Of course, someone living as comfortably as me needs to be reminded that rolling our eyes and bringing out a cynical line is not really enough of a response. It’s increasingly seeming like even careful analysis, counter-examples and discussion aren’t enough either, but those of us who value those things should probably keep trying. And we need to do what we can to ensure that we’re not simply blinded by our comfort.

I was glad to see The Economist’s Through a glass darkly: Britain’s Broken Society attempting to bring some sober analysis to the table. (I don’t agree with them on the tories having the best education plans, but still…)

They rightly pick up on the issue that there is a real problem not only in the fact that societal fear is out of step with the relevant statistics, but also pick up on the ongoing issue that statistics (official or otherwise) are so rarely trusted. That’s an issue that urgently needs a solution if we’re to have a hope of meaningful discourse in the run-up to the election. Statistics can always be spun, but we need to be ready to ask the right questions rather than simply dismiss them.

why is it that the idea of “broken Britain” rings true with so many, when it seems far from reality? Partly, it is because people’s ideas about the state of society are simply inaccurate: the average voter reckons that four out of ten teenagers have children, for instance, whereas in fact perhaps three in a hundred do. Official statistics to the contrary are viewed with suspicion after successive governments have relentlessly massaged them.

There’s also something very striking in an anecdote about newspapers:

Newspapers were no less lurid a century ago.
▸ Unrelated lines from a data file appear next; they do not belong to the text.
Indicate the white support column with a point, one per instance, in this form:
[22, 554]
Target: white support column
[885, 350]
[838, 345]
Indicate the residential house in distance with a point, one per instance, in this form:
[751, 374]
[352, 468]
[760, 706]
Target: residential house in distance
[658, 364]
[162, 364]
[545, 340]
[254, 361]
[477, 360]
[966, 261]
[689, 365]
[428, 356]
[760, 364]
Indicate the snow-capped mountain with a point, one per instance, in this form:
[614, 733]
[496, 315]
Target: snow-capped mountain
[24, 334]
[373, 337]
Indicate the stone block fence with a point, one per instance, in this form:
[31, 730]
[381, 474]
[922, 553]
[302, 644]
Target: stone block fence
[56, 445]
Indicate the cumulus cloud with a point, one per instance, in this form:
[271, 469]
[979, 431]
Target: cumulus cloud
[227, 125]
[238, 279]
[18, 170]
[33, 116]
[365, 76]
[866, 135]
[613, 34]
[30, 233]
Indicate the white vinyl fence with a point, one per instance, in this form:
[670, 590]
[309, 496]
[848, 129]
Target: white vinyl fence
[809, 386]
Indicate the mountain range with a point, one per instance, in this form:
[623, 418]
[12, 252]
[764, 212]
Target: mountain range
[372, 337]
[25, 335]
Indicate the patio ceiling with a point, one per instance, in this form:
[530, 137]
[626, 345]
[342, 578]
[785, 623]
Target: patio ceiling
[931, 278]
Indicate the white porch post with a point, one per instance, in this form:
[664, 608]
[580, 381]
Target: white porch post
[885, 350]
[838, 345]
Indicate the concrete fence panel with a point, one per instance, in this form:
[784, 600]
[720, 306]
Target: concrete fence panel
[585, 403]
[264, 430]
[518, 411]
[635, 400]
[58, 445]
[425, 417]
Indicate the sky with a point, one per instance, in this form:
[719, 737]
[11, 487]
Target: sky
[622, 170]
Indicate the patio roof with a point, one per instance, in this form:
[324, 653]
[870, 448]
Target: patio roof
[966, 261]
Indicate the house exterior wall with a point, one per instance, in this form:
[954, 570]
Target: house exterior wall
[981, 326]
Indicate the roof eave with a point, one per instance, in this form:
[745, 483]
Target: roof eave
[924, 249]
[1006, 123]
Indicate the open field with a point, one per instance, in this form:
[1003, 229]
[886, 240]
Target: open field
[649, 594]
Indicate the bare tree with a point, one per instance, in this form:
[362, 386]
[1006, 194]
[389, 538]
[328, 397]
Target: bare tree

But there is one big change: a shift in readership from local papers to national ones.

They talk about London knife crime fears that were blown up nationwide and rarely tempered with the local knowledge and broader information that were only reported within the city. Even though everyone theoretically has access to that local information through the wonders of the internets, we retain an inability to really contextualise the stories that are so rapidly flashed in front of our eyes.